L’éducation financière n’est pas une option pédagogique, mais le véritable carburant (« chaînon manquant ») nécessaire pour propulser le e-commerce et la croissance des TPME tunisiennes. Elle agit comme le moteur qui lève les verrous du tout-cash (icône de gauche) pour activer la fluidité du paiement digital (icône de droite), transformant ainsi le consommateur passif en un acteur engagé de l’économie numérique.
Les récentes sorties du gouverneur de la Banque centrale sur la réduction du cash ne sont pas qu’une injonction monétaire : elles fixent un cap vers une économie de la performance. Pour le monde des affaires, ce passage à la vitesse supérieure ne se fera pas par la seule technologie, mais par l’éducation financière. En Tunisie, elle est aujourd’hui le levier de croissance le plus sous-estimé, tant pour la résilience de nos entreprises que pour l’envol définitif du commerce électronique.

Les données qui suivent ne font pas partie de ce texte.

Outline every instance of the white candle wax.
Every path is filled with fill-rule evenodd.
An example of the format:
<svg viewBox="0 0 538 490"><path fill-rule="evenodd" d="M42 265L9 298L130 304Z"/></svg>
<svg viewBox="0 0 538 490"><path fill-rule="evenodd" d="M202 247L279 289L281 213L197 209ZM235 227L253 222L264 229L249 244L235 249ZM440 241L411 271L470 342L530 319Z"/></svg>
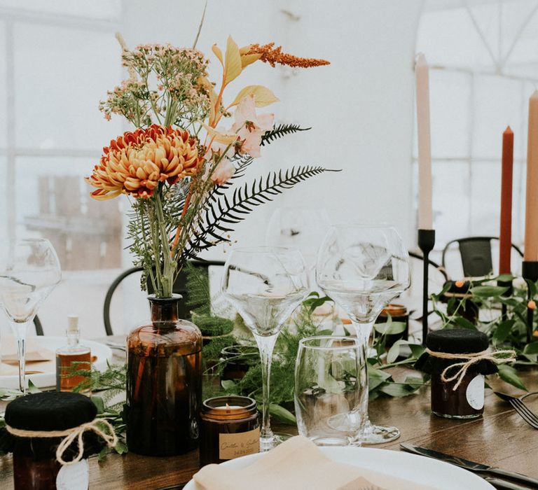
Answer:
<svg viewBox="0 0 538 490"><path fill-rule="evenodd" d="M420 52L415 65L418 137L418 228L432 230L432 147L429 134L429 80L428 64Z"/></svg>

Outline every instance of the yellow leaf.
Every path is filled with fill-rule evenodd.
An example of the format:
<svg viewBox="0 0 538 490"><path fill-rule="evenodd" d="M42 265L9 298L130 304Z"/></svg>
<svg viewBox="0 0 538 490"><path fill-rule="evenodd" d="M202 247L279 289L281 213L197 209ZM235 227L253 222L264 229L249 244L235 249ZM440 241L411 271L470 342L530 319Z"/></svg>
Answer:
<svg viewBox="0 0 538 490"><path fill-rule="evenodd" d="M241 67L244 68L249 64L252 64L255 61L258 61L261 57L261 55L255 53L254 55L241 55Z"/></svg>
<svg viewBox="0 0 538 490"><path fill-rule="evenodd" d="M215 53L215 56L219 58L219 61L221 62L221 64L223 66L224 62L222 61L222 51L221 51L221 48L216 44L214 44L211 47L211 50Z"/></svg>
<svg viewBox="0 0 538 490"><path fill-rule="evenodd" d="M230 36L226 43L226 63L224 64L225 83L228 85L235 80L241 74L241 55L239 54L239 46Z"/></svg>
<svg viewBox="0 0 538 490"><path fill-rule="evenodd" d="M241 102L242 99L249 95L254 96L254 102L256 107L264 107L279 101L279 99L267 87L263 85L247 85L237 94L230 107L236 106Z"/></svg>

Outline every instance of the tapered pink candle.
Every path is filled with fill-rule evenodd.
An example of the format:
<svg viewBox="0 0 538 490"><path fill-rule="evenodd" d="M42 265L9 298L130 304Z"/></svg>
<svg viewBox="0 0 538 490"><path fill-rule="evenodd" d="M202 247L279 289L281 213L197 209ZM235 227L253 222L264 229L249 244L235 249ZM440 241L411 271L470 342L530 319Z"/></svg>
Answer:
<svg viewBox="0 0 538 490"><path fill-rule="evenodd" d="M529 99L523 260L538 260L538 90L535 90Z"/></svg>
<svg viewBox="0 0 538 490"><path fill-rule="evenodd" d="M499 274L510 274L512 251L512 176L513 132L509 126L502 134L501 172L501 230L499 243Z"/></svg>
<svg viewBox="0 0 538 490"><path fill-rule="evenodd" d="M428 64L422 52L415 64L418 136L418 228L432 230L432 146L429 134L429 76Z"/></svg>

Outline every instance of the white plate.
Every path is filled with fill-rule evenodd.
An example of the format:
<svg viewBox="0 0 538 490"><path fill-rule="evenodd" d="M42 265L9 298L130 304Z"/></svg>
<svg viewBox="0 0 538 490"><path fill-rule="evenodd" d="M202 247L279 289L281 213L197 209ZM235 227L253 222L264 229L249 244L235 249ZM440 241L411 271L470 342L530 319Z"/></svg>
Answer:
<svg viewBox="0 0 538 490"><path fill-rule="evenodd" d="M427 485L432 490L487 490L494 488L477 475L457 466L401 451L374 449L369 447L319 449L335 461L399 477L413 483ZM238 470L251 464L261 456L261 454L251 454L232 459L222 464ZM191 480L184 490L202 490L202 487Z"/></svg>
<svg viewBox="0 0 538 490"><path fill-rule="evenodd" d="M43 337L29 337L28 341L34 344L37 342L41 347L53 352L67 344L64 337L46 337L45 335ZM112 360L112 351L110 348L104 344L83 339L81 339L80 343L81 345L90 348L92 351L92 356L97 356L97 360L93 363L93 367L99 371L104 371L106 369L106 361ZM31 367L28 367L28 365L27 365L27 368L31 369ZM26 377L31 379L32 382L38 388L48 388L56 384L55 370L40 374L27 374ZM18 387L18 376L0 376L0 388L17 388Z"/></svg>

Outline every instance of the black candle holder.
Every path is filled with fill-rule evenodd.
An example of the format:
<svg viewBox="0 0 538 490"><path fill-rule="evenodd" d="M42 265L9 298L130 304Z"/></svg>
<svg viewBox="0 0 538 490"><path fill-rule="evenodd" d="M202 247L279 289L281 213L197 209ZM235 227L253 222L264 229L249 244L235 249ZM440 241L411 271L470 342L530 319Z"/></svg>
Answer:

Déverrouiller le potentiel du e-commerce
Malgré une pénétration mobile record, le e-commerce tunisien bute encore sur le mur du « paiement à la livraison ». Cette prédominance du cash est le symptôme d’un déficit d’acculturation flagrant. Éduquer le consommateur aux outils digitaux n’est plus une option pédagogique, c’est une nécessité commerciale : le paiement électronique réduit les coûts logistiques, sécurise les transactions et fluidifie le cycle de vente. Sans un effort massif d’éducation financière, le digital restera une vitrine sans transaction, et nos marchands en ligne continueront de porter le risque financier épuisant du numéraire.
Un catalyseur pour la résilience des TPME
Pour nos TPME, qui constituent 96 % du tissu productif, l’ignorance financière est souvent synonyme de mortalité précoce. Gérer une trésorerie, anticiper un besoin en fonds de roulement ou décrypter les mécanismes de levée de fonds sont des compétences critiques. L’éducation financière transforme le dirigeant d’entreprise : d’un gestionnaire empirique, il devient un manager stratégique capable de dialoguer d’égal à égal avec le système bancaire. C’est ici que se joue la productivité de demain : une entreprise financièrement « éduquée » est une entreprise qui investit mieux et qui croît plus vite.
Légende : Tableau de bord de l’éducation financière : du diagnostic de marché aux objectifs de performance 2030.
2026-2030 : L’agenda des décideurs
Le plan de développement 2026-2030 doit faire de l’éducation financière un véritable « Business Enabler ». Cela implique une synergie entre l’État, garant du cadre, et l’écosystème Fintech, vecteur d’innovation. Pour les managers et entrepreneurs, trois priorités se dégagent :
– Accompagnement digital : conditionner les dispositifs d’appui à la numérisation par une formation financière pratique et certifiante.
– Confiance et Transparence : clarifier les bénéfices de la formalisation financière en termes d’accès aux nouveaux marchés et au financement.
– Inclusion régionale : utiliser les réseaux de proximité (Poste, microfinance) pour intégrer le potentiel économique des régions intérieures dans le circuit formel.
L’éducation financière n’est pas un accessoire de la transition digitale, c’est son infrastructure invisible. Pour la Tunisie, investir dans la culture financière de ses citoyens et de ses entrepreneurs est le placement le plus rentable de la décennie. C’est la condition sine qua non pour passer d’une économie de survie à une économie de conquête.